が、ドキュメンタリー調の「チェ/28歳の革命」は、史実には正確なんだろうけど、ヤマバがなく間延びしていました。
そして、何よりもだめな点は、俳優さんが、実物のゲバラよりかっこよくないのです。これはもう残念としかいいようがありません。
●キューバのカストロおじさん
「かっこいい」かどうかなんて革命家に関係ないじゃないか! と、怒るおじさん、それは日本の私だけでなく、キューバ国民にとってもNO!なのです。
数年前、私がキューバを訪れたときのことです。ちょうどメーデーだったので、カストロおじさんの演説を聞きに広場に行きました。
何万人もの人々がカストロおじさんの話を聞き入っているんだけど、若いギャルたちが着ているTシャツは「チェ・ゲバラ」。

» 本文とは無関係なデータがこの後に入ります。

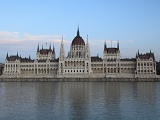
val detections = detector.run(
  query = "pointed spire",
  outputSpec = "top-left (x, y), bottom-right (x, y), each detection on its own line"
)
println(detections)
top-left (37, 43), bottom-right (39, 52)
top-left (49, 43), bottom-right (51, 50)
top-left (77, 26), bottom-right (80, 36)
top-left (17, 52), bottom-right (18, 57)
top-left (60, 36), bottom-right (65, 60)
top-left (117, 40), bottom-right (119, 49)
top-left (104, 41), bottom-right (107, 51)
top-left (6, 52), bottom-right (8, 58)
top-left (53, 44), bottom-right (55, 53)
top-left (86, 35), bottom-right (89, 45)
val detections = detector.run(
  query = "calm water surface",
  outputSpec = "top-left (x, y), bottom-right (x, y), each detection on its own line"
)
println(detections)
top-left (0, 82), bottom-right (160, 120)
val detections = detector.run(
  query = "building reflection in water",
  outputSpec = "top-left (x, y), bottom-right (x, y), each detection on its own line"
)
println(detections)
top-left (0, 82), bottom-right (160, 120)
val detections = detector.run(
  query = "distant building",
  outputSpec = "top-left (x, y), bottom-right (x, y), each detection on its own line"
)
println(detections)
top-left (0, 63), bottom-right (4, 75)
top-left (0, 28), bottom-right (156, 78)
top-left (156, 61), bottom-right (160, 75)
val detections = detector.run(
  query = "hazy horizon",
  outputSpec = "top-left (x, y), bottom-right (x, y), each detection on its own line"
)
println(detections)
top-left (0, 0), bottom-right (160, 63)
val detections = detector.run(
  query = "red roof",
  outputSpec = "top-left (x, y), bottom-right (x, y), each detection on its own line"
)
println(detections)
top-left (105, 48), bottom-right (119, 53)
top-left (40, 49), bottom-right (52, 55)
top-left (138, 53), bottom-right (155, 59)
top-left (72, 36), bottom-right (85, 45)
top-left (91, 56), bottom-right (103, 62)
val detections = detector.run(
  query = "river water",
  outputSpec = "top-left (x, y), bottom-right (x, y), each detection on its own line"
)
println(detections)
top-left (0, 82), bottom-right (160, 120)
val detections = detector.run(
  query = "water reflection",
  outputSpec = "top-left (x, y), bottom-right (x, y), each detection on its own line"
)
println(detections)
top-left (0, 82), bottom-right (160, 120)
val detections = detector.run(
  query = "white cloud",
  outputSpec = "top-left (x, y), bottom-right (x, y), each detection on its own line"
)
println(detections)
top-left (128, 40), bottom-right (134, 43)
top-left (0, 31), bottom-right (69, 46)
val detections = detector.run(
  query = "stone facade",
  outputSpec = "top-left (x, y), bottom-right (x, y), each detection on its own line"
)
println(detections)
top-left (2, 28), bottom-right (156, 78)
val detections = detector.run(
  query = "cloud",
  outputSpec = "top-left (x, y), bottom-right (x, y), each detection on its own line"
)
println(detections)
top-left (128, 40), bottom-right (134, 43)
top-left (0, 31), bottom-right (69, 46)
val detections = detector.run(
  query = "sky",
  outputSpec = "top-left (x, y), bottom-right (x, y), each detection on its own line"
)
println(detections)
top-left (0, 0), bottom-right (160, 63)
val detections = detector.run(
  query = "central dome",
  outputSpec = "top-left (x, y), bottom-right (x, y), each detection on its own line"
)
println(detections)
top-left (72, 28), bottom-right (85, 45)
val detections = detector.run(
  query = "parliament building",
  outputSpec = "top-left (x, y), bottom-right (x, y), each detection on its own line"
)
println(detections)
top-left (2, 28), bottom-right (156, 78)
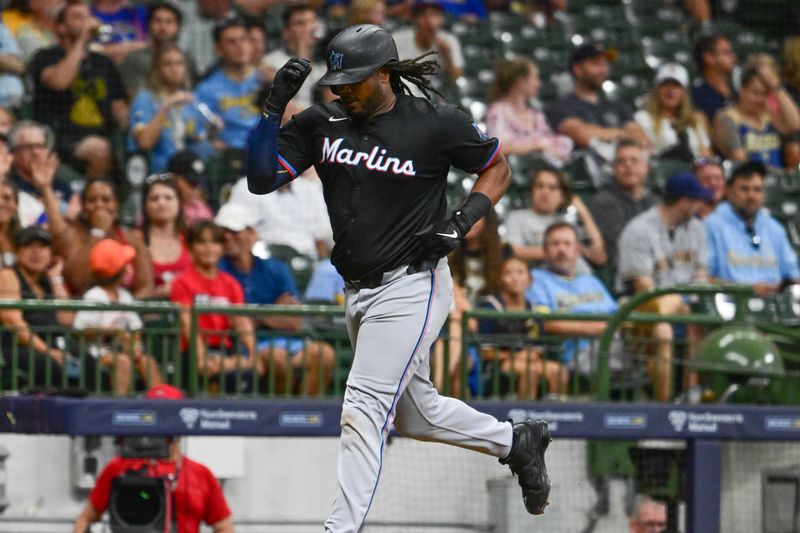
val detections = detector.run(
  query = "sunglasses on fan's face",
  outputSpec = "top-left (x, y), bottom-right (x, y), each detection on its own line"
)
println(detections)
top-left (694, 155), bottom-right (722, 168)
top-left (745, 226), bottom-right (761, 250)
top-left (144, 172), bottom-right (175, 185)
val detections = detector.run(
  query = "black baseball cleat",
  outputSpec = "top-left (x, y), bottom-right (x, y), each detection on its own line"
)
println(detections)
top-left (500, 420), bottom-right (552, 514)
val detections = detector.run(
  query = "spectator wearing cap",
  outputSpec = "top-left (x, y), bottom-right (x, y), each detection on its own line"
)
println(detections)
top-left (178, 0), bottom-right (235, 73)
top-left (72, 239), bottom-right (163, 396)
top-left (92, 0), bottom-right (147, 65)
top-left (261, 2), bottom-right (326, 111)
top-left (587, 139), bottom-right (658, 266)
top-left (128, 43), bottom-right (213, 172)
top-left (525, 220), bottom-right (617, 376)
top-left (229, 172), bottom-right (332, 259)
top-left (546, 43), bottom-right (650, 155)
top-left (486, 57), bottom-right (572, 164)
top-left (0, 226), bottom-right (75, 387)
top-left (616, 172), bottom-right (711, 401)
top-left (0, 180), bottom-right (21, 268)
top-left (392, 0), bottom-right (464, 88)
top-left (628, 494), bottom-right (664, 533)
top-left (703, 161), bottom-right (800, 296)
top-left (195, 16), bottom-right (261, 151)
top-left (167, 151), bottom-right (214, 226)
top-left (0, 22), bottom-right (25, 107)
top-left (633, 63), bottom-right (711, 163)
top-left (170, 220), bottom-right (264, 392)
top-left (214, 203), bottom-right (334, 396)
top-left (348, 0), bottom-right (386, 27)
top-left (694, 155), bottom-right (725, 220)
top-left (28, 1), bottom-right (128, 164)
top-left (10, 0), bottom-right (62, 64)
top-left (132, 173), bottom-right (192, 298)
top-left (119, 0), bottom-right (197, 98)
top-left (714, 66), bottom-right (800, 168)
top-left (8, 120), bottom-right (80, 226)
top-left (692, 35), bottom-right (736, 123)
top-left (73, 385), bottom-right (233, 533)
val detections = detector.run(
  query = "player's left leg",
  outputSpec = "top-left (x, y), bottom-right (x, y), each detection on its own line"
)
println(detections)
top-left (394, 361), bottom-right (512, 458)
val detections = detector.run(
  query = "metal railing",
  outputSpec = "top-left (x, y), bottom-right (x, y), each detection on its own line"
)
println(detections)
top-left (0, 285), bottom-right (800, 400)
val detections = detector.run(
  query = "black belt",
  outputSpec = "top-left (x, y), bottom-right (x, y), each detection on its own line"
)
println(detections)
top-left (344, 272), bottom-right (383, 291)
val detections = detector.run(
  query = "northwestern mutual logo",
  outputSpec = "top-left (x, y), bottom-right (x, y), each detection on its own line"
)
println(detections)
top-left (328, 51), bottom-right (344, 72)
top-left (178, 407), bottom-right (200, 429)
top-left (320, 137), bottom-right (417, 176)
top-left (667, 411), bottom-right (689, 433)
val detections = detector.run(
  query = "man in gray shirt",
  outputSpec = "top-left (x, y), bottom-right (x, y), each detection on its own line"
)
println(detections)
top-left (615, 172), bottom-right (711, 293)
top-left (616, 172), bottom-right (711, 401)
top-left (588, 140), bottom-right (657, 265)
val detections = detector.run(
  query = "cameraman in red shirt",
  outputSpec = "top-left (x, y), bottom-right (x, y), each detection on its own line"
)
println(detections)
top-left (73, 385), bottom-right (233, 533)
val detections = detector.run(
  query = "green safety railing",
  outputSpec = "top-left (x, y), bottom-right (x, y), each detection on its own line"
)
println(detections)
top-left (596, 284), bottom-right (753, 400)
top-left (188, 304), bottom-right (350, 396)
top-left (0, 285), bottom-right (800, 400)
top-left (462, 284), bottom-right (800, 401)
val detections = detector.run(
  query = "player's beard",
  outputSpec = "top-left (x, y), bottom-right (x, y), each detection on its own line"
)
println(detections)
top-left (345, 91), bottom-right (383, 122)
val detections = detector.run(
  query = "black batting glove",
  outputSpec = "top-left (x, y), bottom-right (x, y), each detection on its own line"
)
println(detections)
top-left (264, 57), bottom-right (311, 116)
top-left (407, 193), bottom-right (492, 274)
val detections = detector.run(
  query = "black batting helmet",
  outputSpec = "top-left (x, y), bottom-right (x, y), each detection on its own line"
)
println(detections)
top-left (319, 24), bottom-right (399, 85)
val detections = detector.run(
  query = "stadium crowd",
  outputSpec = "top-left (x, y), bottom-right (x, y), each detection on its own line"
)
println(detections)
top-left (0, 0), bottom-right (800, 401)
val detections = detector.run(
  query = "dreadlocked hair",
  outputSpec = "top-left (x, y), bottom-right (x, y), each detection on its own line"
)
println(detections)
top-left (386, 50), bottom-right (444, 100)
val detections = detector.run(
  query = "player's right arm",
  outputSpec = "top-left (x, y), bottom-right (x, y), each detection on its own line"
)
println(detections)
top-left (246, 58), bottom-right (311, 194)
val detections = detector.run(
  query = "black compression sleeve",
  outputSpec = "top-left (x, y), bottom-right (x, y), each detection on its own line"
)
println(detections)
top-left (453, 192), bottom-right (492, 235)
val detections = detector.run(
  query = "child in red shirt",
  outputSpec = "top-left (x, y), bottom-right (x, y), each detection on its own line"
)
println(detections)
top-left (74, 385), bottom-right (233, 533)
top-left (170, 220), bottom-right (263, 386)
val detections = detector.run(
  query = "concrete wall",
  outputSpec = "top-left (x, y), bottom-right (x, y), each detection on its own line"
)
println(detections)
top-left (0, 435), bottom-right (800, 533)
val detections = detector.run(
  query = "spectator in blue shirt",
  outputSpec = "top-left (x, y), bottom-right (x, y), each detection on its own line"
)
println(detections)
top-left (214, 203), bottom-right (334, 396)
top-left (692, 35), bottom-right (736, 122)
top-left (704, 161), bottom-right (800, 296)
top-left (92, 0), bottom-right (147, 65)
top-left (196, 16), bottom-right (260, 150)
top-left (128, 43), bottom-right (211, 172)
top-left (0, 23), bottom-right (25, 107)
top-left (525, 221), bottom-right (617, 375)
top-left (303, 258), bottom-right (344, 305)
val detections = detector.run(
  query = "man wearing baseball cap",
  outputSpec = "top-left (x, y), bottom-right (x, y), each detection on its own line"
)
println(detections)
top-left (72, 239), bottom-right (163, 395)
top-left (392, 0), bottom-right (464, 88)
top-left (546, 43), bottom-right (650, 152)
top-left (616, 172), bottom-right (712, 401)
top-left (214, 203), bottom-right (335, 396)
top-left (73, 384), bottom-right (233, 533)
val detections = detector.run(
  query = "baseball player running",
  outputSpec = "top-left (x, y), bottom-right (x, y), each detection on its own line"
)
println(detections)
top-left (247, 24), bottom-right (550, 533)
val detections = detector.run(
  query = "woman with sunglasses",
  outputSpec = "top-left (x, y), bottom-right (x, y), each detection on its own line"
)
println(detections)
top-left (714, 65), bottom-right (800, 168)
top-left (128, 44), bottom-right (210, 172)
top-left (0, 181), bottom-right (20, 268)
top-left (31, 154), bottom-right (153, 299)
top-left (132, 173), bottom-right (192, 298)
top-left (633, 63), bottom-right (711, 163)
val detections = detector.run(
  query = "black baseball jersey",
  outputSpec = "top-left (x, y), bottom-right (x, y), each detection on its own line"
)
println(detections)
top-left (278, 95), bottom-right (500, 279)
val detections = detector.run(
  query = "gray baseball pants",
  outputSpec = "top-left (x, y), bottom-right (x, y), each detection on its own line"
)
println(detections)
top-left (325, 259), bottom-right (512, 533)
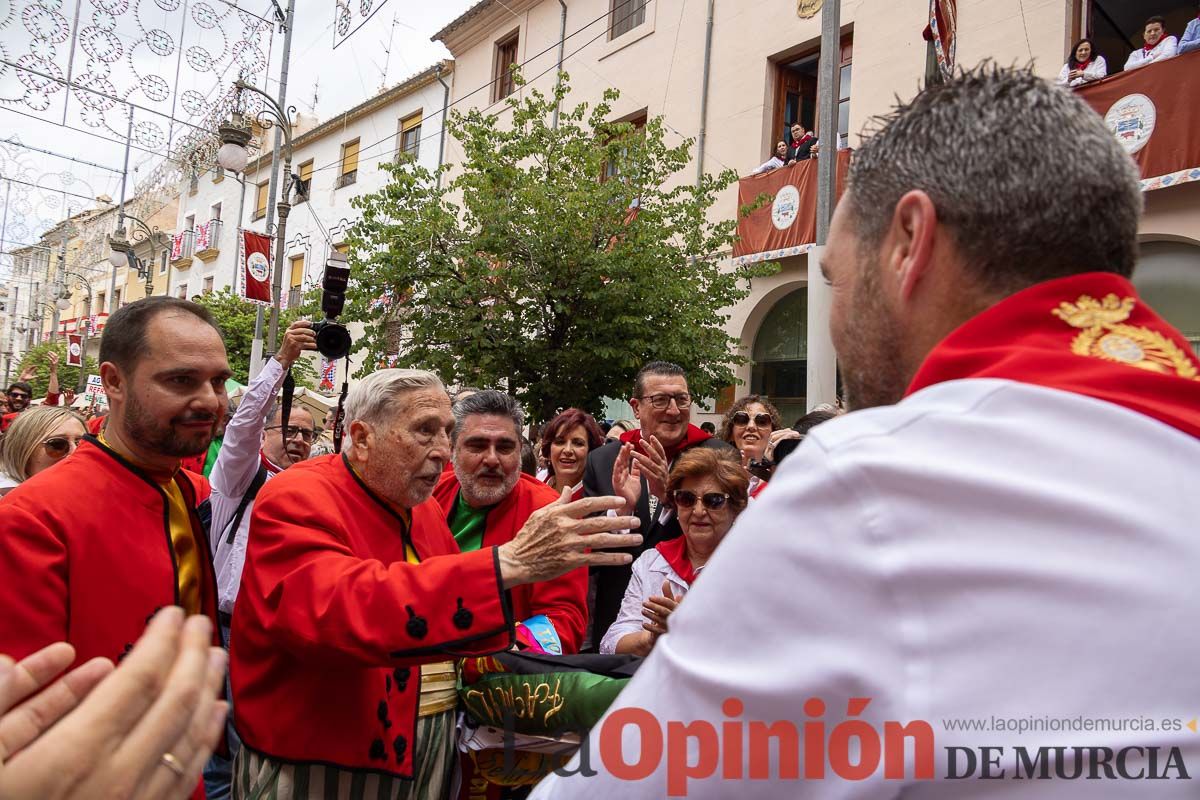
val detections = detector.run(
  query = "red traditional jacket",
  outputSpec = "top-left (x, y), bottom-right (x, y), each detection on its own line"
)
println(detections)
top-left (229, 456), bottom-right (512, 777)
top-left (0, 435), bottom-right (220, 663)
top-left (433, 470), bottom-right (588, 654)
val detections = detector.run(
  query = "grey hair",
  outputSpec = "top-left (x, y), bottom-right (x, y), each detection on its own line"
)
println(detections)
top-left (847, 62), bottom-right (1142, 293)
top-left (346, 369), bottom-right (446, 427)
top-left (450, 389), bottom-right (524, 443)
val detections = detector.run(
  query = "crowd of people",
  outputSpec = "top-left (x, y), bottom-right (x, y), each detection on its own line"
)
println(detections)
top-left (0, 61), bottom-right (1200, 800)
top-left (1058, 8), bottom-right (1200, 86)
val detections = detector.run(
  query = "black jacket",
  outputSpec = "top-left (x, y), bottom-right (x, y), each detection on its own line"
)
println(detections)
top-left (583, 438), bottom-right (733, 649)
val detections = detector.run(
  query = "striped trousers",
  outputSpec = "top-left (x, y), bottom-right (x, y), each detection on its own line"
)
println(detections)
top-left (233, 709), bottom-right (457, 800)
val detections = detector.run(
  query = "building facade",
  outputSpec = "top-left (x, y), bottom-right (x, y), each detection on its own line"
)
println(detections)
top-left (434, 0), bottom-right (1200, 423)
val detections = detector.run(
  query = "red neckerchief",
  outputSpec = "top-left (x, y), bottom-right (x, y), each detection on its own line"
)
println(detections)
top-left (654, 536), bottom-right (696, 589)
top-left (620, 425), bottom-right (712, 464)
top-left (906, 272), bottom-right (1200, 437)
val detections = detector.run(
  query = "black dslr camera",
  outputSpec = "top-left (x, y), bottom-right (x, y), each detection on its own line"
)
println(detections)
top-left (312, 253), bottom-right (353, 361)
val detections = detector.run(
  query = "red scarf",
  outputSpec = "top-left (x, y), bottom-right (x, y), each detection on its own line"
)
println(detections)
top-left (654, 536), bottom-right (696, 589)
top-left (906, 272), bottom-right (1200, 437)
top-left (620, 425), bottom-right (713, 464)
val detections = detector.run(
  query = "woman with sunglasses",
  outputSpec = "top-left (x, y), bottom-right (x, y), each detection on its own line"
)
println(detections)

もちろん無地とかシマシマのTシャツが多いのだけど、同じ革命家の「カストロ」Tシャツを着ている人はいません。
カストロTシャツが発売禁止なわけではありません。おみやげ物屋には、ゲバラTシャツの山に隠れて、カストロTシャツだって、売ってます。
「カストロおじさんの演説なんだもの、カストロTシャツ着てあげようよ」
とキューバギャルに言うと、ギャルたちは言い返しました。
「だって、カストロ、かっこよくないもん」
まあ、気持ちは分る。けれども、当時80歳近いカストロおじさんが、炎天下のなか軍服で1時間以上も話しているのです。
が、しかし、演説にあきてきた民衆は広場にゴロゴロ横になっていきます。
眠い目をこすって聞いているんだけど、そのうち大イビキ。
一国の議長が話しているのに、その目の前で寝ちゃうって、どうなのよ。日本の小学校でもここまで崩壊してない。
ときどき起き上がって、「ビバ!」と相槌を打ったりしているんだけど、こんな気ままな国民を相手にしているカストロおじさん、大変だなあ。
●結局、何が言いたいかというと
もし、カストロおじさんがもっとハンサムだったら、もうちょっとカストロTシャツが売れただろうし、話している最中にギャルが寝ないだろうし、ゲバラよりたくさんの映画が作られたんじゃないだろうか。
そう思うと、苦労してきたカストロおじさんの扱いがかわいそうで、「男は顔じゃない」とも思うのです。
しかし、その一方で、せっかくハンサムなゲバラなのに、演技力はあっても顔がいまいちの俳優さんが演じると、演技力なんてどうでもよくて、「ゲバラは顔が命なのにな」と、がっかりする自分もいるわけです。
「チェ/28歳の革命」
これは、そんな自分の心の矛盾を突かれた一本でした。